Control logic 1824C may be transmitted to and from computer 1800 via the communication medium 1822.

Any apparatus or manufacture comprising a computer useable or readable medium having control logic (software) stored therein is referred to herein as a computer program product or program storage device. This includes, but is not limited to, computer 1800, main memory 1808, secondary storage devices 1810, and removable storage unit 1816. Such computer program products, having control logic stored therein that, when executed by one or more data processing devices, cause such data processing devices to operate as described herein, represent embodiments of the invention.

Devices in which embodiments may be implemented may include storage, such as storage drives, memory devices, and further types of computer-readable media. Examples of such computer-readable storage media include a hard disk, a removable magnetic disk, a removable optical disk, flash memory cards, digital video disks, random access memories (RAMs), read only memories (ROM), and the like. As used herein, the terms “computer program medium” and “computer-readable medium” are used to generally refer to the hard disk associated with a hard disk drive, a removable magnetic disk, a removable optical disk (e.g., CDROMs, DVDs, etc.), zip disks, tapes, magnetic storage devices, micro-electromechanical systems-based (MEMS-based) storage devices, nanotechnology-based storage devices, as well as other media such as flash memory cards, digital video discs, RAM devices, ROM devices, and the like.

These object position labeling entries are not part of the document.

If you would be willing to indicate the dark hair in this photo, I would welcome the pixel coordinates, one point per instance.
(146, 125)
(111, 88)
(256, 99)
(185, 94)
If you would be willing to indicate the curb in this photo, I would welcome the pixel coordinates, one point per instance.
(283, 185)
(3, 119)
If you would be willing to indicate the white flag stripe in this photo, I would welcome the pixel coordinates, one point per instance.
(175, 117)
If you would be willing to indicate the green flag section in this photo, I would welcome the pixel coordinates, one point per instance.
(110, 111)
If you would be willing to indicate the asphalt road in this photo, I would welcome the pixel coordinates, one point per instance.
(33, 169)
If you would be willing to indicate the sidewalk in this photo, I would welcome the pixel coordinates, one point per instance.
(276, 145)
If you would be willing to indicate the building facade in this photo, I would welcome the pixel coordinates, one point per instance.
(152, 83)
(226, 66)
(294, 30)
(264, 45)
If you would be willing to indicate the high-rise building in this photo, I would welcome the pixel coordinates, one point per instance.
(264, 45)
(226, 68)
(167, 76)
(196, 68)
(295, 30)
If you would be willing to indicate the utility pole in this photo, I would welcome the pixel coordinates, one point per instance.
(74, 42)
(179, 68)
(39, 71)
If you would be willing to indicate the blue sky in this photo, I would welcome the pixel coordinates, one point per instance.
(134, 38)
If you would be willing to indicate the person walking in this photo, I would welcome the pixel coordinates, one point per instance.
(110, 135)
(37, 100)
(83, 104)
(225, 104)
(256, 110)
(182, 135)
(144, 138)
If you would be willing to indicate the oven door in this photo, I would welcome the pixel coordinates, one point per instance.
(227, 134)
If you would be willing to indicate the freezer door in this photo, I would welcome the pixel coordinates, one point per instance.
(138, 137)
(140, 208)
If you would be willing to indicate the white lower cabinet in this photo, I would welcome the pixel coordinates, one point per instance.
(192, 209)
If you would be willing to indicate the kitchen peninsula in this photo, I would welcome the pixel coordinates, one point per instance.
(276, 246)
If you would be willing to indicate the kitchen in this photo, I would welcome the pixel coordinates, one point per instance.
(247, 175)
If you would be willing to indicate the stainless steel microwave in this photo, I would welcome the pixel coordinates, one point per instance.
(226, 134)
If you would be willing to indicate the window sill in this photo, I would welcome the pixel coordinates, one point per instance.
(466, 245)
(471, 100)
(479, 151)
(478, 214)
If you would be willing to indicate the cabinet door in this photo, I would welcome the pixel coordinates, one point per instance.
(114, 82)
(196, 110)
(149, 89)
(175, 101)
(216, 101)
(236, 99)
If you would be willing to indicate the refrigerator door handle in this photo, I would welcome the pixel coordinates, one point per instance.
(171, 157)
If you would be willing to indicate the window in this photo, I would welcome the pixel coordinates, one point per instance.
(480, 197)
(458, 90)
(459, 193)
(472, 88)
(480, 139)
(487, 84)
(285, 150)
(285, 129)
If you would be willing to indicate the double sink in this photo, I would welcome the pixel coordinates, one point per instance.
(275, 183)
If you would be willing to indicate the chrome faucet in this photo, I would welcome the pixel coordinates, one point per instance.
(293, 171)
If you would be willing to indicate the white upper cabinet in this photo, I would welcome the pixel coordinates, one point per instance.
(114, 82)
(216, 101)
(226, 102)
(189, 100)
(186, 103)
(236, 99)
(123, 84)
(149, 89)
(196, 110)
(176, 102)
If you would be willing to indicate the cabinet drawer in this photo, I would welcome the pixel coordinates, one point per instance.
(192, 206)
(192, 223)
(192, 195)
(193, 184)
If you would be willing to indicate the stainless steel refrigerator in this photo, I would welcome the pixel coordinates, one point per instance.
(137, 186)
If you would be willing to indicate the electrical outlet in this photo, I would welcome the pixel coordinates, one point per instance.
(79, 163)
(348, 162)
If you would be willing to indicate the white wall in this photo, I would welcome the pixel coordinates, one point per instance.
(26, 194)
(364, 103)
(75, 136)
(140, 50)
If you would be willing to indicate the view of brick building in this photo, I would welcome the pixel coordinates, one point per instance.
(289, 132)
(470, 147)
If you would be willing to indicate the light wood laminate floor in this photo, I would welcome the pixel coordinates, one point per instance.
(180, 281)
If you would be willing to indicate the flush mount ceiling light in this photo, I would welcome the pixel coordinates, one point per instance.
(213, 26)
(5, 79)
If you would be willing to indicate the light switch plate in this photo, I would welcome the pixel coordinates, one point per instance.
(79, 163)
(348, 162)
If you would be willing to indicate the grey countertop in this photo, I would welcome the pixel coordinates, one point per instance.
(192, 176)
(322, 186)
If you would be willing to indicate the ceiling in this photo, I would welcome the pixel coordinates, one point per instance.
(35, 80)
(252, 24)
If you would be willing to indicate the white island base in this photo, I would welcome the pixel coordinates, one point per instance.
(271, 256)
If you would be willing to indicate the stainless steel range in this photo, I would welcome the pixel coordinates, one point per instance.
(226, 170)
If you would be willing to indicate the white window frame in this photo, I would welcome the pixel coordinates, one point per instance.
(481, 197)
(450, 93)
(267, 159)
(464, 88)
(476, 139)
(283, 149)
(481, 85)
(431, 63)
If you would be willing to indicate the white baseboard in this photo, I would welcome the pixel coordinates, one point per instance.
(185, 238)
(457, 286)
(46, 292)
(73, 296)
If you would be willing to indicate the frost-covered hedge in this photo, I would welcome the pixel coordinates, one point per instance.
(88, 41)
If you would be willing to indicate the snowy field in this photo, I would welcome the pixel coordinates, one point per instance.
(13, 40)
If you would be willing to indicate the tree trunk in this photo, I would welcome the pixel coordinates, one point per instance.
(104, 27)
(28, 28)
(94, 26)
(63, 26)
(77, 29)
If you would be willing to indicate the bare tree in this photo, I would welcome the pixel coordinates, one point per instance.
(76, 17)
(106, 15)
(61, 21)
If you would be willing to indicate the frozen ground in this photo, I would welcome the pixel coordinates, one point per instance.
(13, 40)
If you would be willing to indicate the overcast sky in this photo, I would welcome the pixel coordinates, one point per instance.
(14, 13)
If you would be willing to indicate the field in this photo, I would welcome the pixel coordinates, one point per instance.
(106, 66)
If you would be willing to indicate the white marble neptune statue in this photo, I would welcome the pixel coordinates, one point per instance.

Such computer-readable storage media may store program modules that include computer program logic for ACTRANC 304, first constrain module 306A, second constraint module 306B, delay module 308, adaptive speech filter 310A, adaptive noise filter 310B, combiner 312A, combiner 312B, first filter module 314A, second filter module 314B, energy calculator 602, comparison module 604, indicator module 606, energy calculator 802, comparison module 804, correlation module 806, indicator module 808, energy calculator 1002, factor calculator 1004, sub-band module 1006, single-channel noise suppressor 1008, noise power estimator 1402, and/or estimate combiner 1404; flowchart 400 (including any one or more steps of flowchart 400), flowchart 500 (including any one or more steps of flowchart 500), flowchart 700 (including any one or more steps of flowchart 700), flowchart 1100 (including any one or more steps of flowchart 1100), and/or flowchart 1300 (including any one or more steps of flowchart 1300); and/or further embodiments described herein. Some example embodiments are directed to computer program products comprising such logic (e.g., in the form of program code or software) stored on any computer useable medium. Such program code, when executed in one or more processors, causes a device to operate as described herein.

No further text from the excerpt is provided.